Infact, the statement very categorically states that, he did not intend to purchase any shares of Aqua Formulations (P) Ltd. but no such declaration is made in respect of the investment made by him in the respondent-assessee Company. The statement dated 9th September, 2010 made by Kamlesh Jain does not in any manner, state that the investment made in the respondent-assessee Company was an investment which he did not want to make. So far as the shares allegedly/supposedly being taken by the members of the family of the Director of the respondent is concerned, the statement made by Mr. Jain dated 9th September, 2010 is not with regard to the respondent, Company but in respect of its sister company. Thus, there is no conclusive evidence in support of the above submission in the context of the respondent. In any case, this would not necessarily lead to a conclusion that the original investment made by the shareholder in the respondent-assessee was not genuine. This, at the highest, may give rise to suspicion but it does not prove that the investment made originally in the respondent- assessee's Company was not genuine. Thus, not in the nature of cash credit as alleged by the Revenue.


(e). In fact, the impugned order of the Tribunal, on examination of facts, has come to the conclusion that the investment made by the shareholders is not hit by Section 68 of the Act. It records, that the entire basis of the Revenue's case is based on surmise that the respondent was taking bogus purchase bills and cash was introduced in the form of share capital without any evidence in support. Therefore, the view taken by the impugned order of the Tribunal on facts is a possible view.


(f). Thus, this Question as proposed does not give rise to substantial question of law. Thus, not entertained.

9. Regarding Question no.(B) :

(a). The contention of the Revenue is that, when purchases have been made in cash, the respondent would have necessarily received a discount on the price from the seller of the goods. According to Mr. Mohanty for the Revenue, cash purchases from the grey market would necessarily be at a discount.


(b). The above submission on behalf of the appellant-Revenue is not supported by any material on record. It proceeds, as held by the impugned order of the Tribunal, purely on the basis of surmise that the cash purchases would necessarily involve a discount which has been offered to and availed of, by the respondent-assessee. This submission is not backed by any cogent or demonstrative evidence.


(c). In the above circumstances, the view taken by the Tribunal on this issue is an entirely possible view on the facts and calls for no interference.


(d). Thus, this question, as proposed also does not give rise to any substantial question of law. Thus, not entertained.


10. Regarding Question No.(C) :

(a). The Assessing Officer had made an addition on account of commission paid at 2% for obtaining accommodation bills treating the same as unexplained expenditure. The accommodation entries, according to the Assessing Officer were taken to enable showing bogus purchases and use the cash to make investment through dummy shareholders.

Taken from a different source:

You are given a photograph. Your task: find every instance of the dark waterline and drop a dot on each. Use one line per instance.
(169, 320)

(b) However, before us, there is no challenge to the impugned order of the Tribunal holding that the additions on account of bogus purchases is not sustainable. In such a case, there is no reason why the 2% commission would have been allegedly paid on accommodation bills. Thus, there is no unexplained expenditure as even according to the Revenue, before us, there are no bogus purchases.


(c). Thus, the view taken by the Tribunal in the present facts is a possible view and therefore this Question does not give rise to any substantial question of law. Thus, not entertained.


11. Accordingly, all five Appeals are dismissed. No order as to costs.